Nasa's banning of Chinese scientists from conference angers US colleagues
Scientists in US and elsewhere outraged agency has closed planetary conference to researchers from China on national security grounds

Nasa is facing an extraordinary backlash from US researchers after it emerged that the space agency has banned Chinese scientists, including those working at US institutions, from a conference on grounds of national security.
Nasa officials rejected applications from Chinese nationals who hoped to attend the meeting at the agency's Ames research centre in California next month citing a spending bill, passed in March, which continued to prohibit anyone from China setting foot in a Nasa building.
The law is part of a broad and aggressive move initiated in 2011 by congressman Frank Wolf, chairman of the House appropriations committee, which has jurisdiction over Nasa. It aims to restrict the foreign nationals' access to Nasa facilities, ostensibly to counter espionage.
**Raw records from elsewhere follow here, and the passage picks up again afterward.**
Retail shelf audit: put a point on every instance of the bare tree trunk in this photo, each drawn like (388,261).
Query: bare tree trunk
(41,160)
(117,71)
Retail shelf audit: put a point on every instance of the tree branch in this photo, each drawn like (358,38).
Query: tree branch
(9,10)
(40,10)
But the ban has angered many US scientists, who say Chinese students and researchers in their labs are being discriminated against. A growing number of US scientists have now decided to boycott the meeting in protest, with senior academics withdrawing individually or pulling out their entire research groups.

Alan Boss, co-organiser of the Kepler conference, refused to discuss the issue, but said: "This is not science, it's politics unfortunately."
Geoffrey Marcy, an astronomy professor at the University of California, Berkeley, who has been tipped to win a Nobel prize for his pioneering work on exoplanets, or planets outside the solar system, called the ban "completely shameful and unethical".